La McLaren di Lando Norris ha fatto segnare il miglior tempo nell’ultima sessione di prove libere del Gran Premio d’Ungheria, fermando il cronometro su 1:17.939. Un risultato che preannuncia qualifiche tra le più incerte della stagione, con Mercedes e Ferrari costrette a inseguire la scuderia di Woking. Il pilota britannico ha sfruttato al meglio un importante pacchetto di aggiornamenti aerodinamici.
La performance della McLaren è stata confermata solo in parte dal compagno di squadra Oscar Piastri, più staccato a mezzo secondo.

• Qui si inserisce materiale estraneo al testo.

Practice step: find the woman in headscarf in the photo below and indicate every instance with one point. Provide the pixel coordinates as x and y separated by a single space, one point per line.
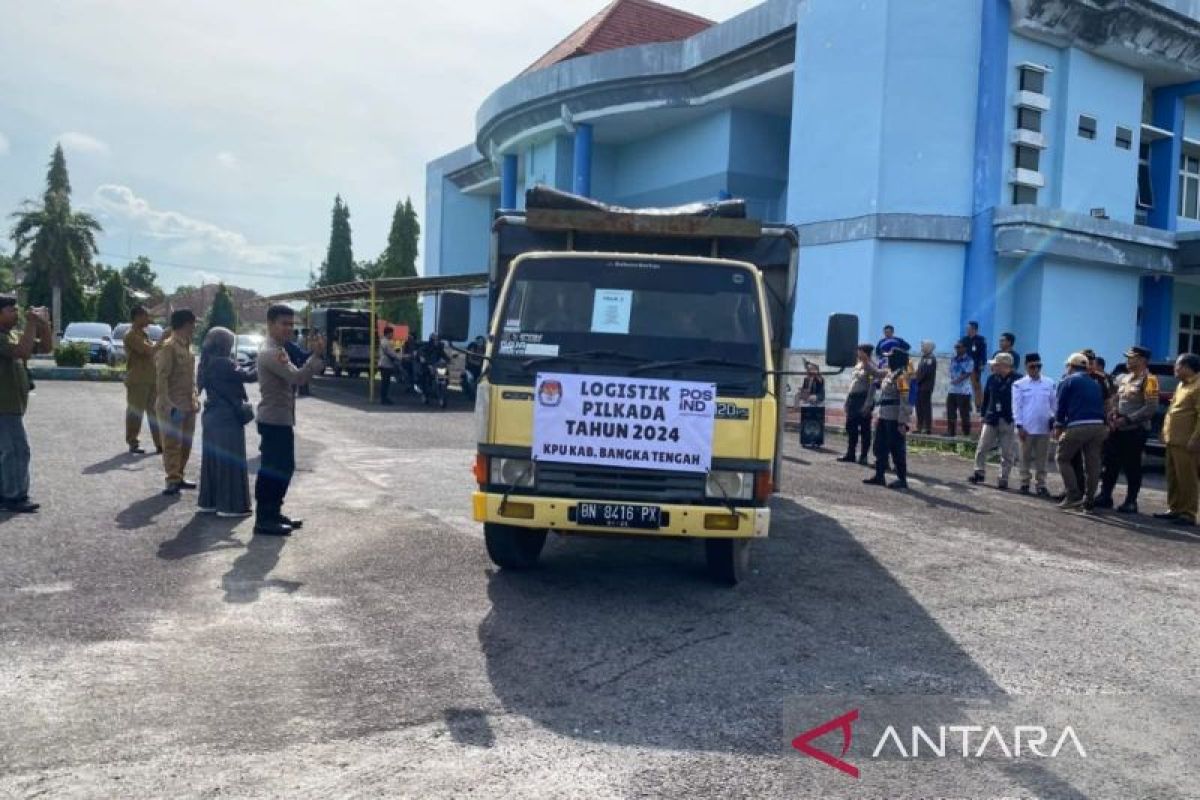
925 380
225 480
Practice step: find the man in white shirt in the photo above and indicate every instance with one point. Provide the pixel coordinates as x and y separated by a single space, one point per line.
1033 409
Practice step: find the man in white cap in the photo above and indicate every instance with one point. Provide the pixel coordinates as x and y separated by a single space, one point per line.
1080 426
1033 409
997 421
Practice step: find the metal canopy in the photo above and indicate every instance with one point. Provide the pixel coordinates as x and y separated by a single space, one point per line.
383 288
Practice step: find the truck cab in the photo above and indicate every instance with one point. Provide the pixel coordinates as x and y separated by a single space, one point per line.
631 383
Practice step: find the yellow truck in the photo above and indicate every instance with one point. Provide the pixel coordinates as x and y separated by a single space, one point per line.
631 382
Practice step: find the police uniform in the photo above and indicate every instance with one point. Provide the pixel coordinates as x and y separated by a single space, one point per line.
859 404
1137 402
893 420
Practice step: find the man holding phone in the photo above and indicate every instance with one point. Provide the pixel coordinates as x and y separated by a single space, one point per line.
15 453
178 402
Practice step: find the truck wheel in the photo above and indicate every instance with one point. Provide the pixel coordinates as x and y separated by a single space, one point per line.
511 547
729 559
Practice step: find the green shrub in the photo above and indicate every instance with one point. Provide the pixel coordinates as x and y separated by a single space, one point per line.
71 355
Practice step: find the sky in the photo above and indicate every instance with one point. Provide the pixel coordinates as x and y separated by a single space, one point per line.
214 136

L’australiano ha avuto una giornata complessa: dopo aver lasciato la sua vettura a Leonardo Fornaroli nelle FP1, ha girato senza aggiornamenti nella sessione pomeridiana, montando il pacchetto completo solo per le libere 3 e dovendosi quindi adattare rapidamente alle novità.
La Mercedes ha mostrato due volti. Lewis Hamilton ha chiuso al secondo posto a poco più di un decimo dalla vetta, mentre ha sorpreso Kimi Antonelli, terzo a soli 12 millesimi dal compagno di squadra. L’italiano ha lavorato molto sul bilanciamento della monoposto e ha subito anche un lieve danno al fondo passando su un cordolo, senza che questo compromettesse la sua sessione. Decisamente più in difficoltà George Russell, a sei decimi da Norris e ancora alla ricerca del giusto feeling con la sua vettura.

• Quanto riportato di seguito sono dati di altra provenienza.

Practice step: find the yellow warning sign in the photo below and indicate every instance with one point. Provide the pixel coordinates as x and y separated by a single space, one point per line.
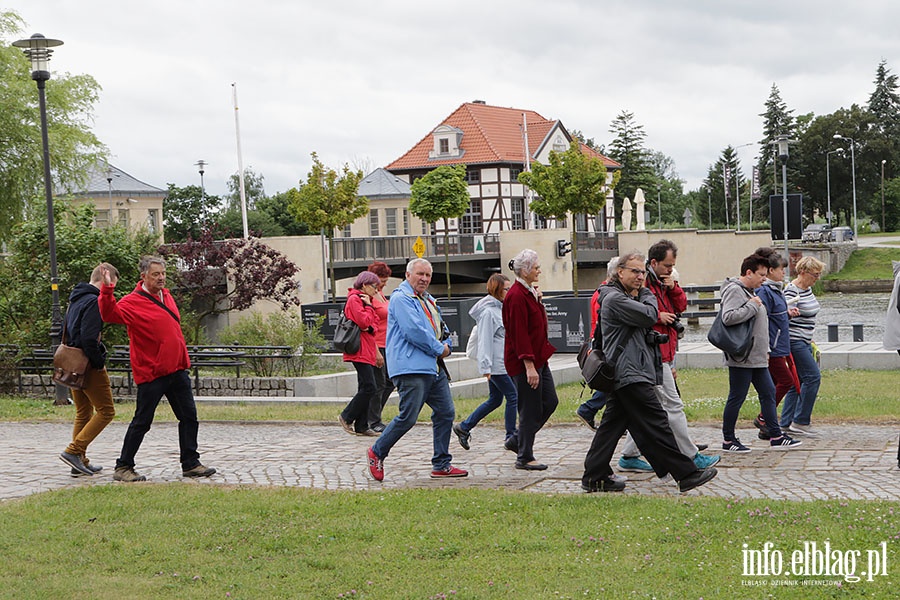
419 247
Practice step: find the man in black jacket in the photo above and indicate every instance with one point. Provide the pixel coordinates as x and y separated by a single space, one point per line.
628 312
94 404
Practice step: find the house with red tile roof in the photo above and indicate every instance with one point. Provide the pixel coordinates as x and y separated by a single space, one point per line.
496 144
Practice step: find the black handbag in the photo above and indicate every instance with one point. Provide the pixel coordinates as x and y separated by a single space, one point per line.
734 340
346 335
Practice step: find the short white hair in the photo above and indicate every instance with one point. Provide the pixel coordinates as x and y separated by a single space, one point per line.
524 261
411 265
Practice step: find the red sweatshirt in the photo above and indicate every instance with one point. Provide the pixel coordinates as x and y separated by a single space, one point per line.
156 342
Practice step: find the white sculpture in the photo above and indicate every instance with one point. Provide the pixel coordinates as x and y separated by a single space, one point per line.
626 215
639 202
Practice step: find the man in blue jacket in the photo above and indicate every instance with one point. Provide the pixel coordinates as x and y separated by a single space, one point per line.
415 346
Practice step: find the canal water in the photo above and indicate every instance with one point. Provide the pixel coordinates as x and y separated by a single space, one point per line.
843 309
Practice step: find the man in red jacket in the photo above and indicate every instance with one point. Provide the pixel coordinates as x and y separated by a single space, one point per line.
160 363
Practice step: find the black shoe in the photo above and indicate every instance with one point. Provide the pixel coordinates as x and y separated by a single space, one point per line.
607 484
198 471
696 479
463 436
531 466
589 422
74 461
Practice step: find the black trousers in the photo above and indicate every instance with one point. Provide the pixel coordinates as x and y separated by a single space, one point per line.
357 410
636 408
177 389
385 387
535 407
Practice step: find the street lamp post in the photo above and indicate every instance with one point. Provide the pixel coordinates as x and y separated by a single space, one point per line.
38 49
201 166
782 142
828 178
882 196
838 136
659 204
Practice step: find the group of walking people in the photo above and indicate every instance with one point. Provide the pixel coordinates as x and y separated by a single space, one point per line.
159 362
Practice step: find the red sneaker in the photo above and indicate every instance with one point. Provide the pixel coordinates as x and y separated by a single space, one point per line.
376 466
450 471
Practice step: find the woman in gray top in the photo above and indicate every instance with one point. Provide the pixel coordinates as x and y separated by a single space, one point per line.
740 303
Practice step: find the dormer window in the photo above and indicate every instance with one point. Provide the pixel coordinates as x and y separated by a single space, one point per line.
446 143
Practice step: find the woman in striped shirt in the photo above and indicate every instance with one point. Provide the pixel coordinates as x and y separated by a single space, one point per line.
796 410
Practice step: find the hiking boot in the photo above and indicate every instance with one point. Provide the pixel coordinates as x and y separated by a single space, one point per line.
589 421
784 443
735 446
198 471
450 471
127 474
634 464
704 462
802 430
74 461
376 466
348 427
607 484
696 479
462 436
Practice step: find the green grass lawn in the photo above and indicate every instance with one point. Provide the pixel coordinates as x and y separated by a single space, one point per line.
197 541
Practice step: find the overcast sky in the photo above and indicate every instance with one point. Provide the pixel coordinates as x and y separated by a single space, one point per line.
361 82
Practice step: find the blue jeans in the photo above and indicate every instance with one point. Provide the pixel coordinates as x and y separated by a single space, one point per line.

La Ferrari, che era apparsa come la monoposto più competitiva il venerdì, ha faticato maggiormente con il vento del sabato. Charles Leclerc ha comunque ottenuto un buon quarto tempo, a tre decimi e mezzo dal leader, confermando la scuderia di Maranello in lotta per le posizioni di vertice. Anche in casa Red Bull l’umore non è stato dei migliori. Max Verstappen si è dovuto accontentare della settima posizione, seguito dal compagno Isack Hadjar, con entrambi i piloti poco soddisfatti del comportamento delle rispettive monoposto.
La sessione è stata interrotta da una bandiera rossa dopo circa 20 minuti, causata dalla Cadillac di Sergio Perez, fermatasi in curva 2 per nuovi problemi all’impianto frenante. Problemi tecnici anche per la Racing Bulls: il team è riuscito a mandare in pista Arvid Lindblad solo per una parte della sessione a causa di un guasto alla power unit scoperto in mattinata. Il rookie ha chiuso tredicesimo, dietro al compagno Liam Lawson.
Un piccolo segnale positivo è arrivato invece dall’Aston Martin. Il team ha portato in Ungheria un pacchetto di aggiornamenti per tentare di risalire la china dopo un inizio di stagione difficile. Fernando Alonso e Lance Stroll hanno chiuso rispettivamente al diciassettesimo e diciottesimo posto, un risultato modesto ma che rappresenta un primo passo avanti dopo mesi complicati.
Con tre scuderie racchiuse in pochi decimi, la sfida per la pole position si annuncia apertissima. McLaren, Mercedes e Ferrari si contenderanno l’ultima partenza al palo prima della pausa estiva, promettendo uno spettacolo avvincente sul circuito dell’Hungaroring.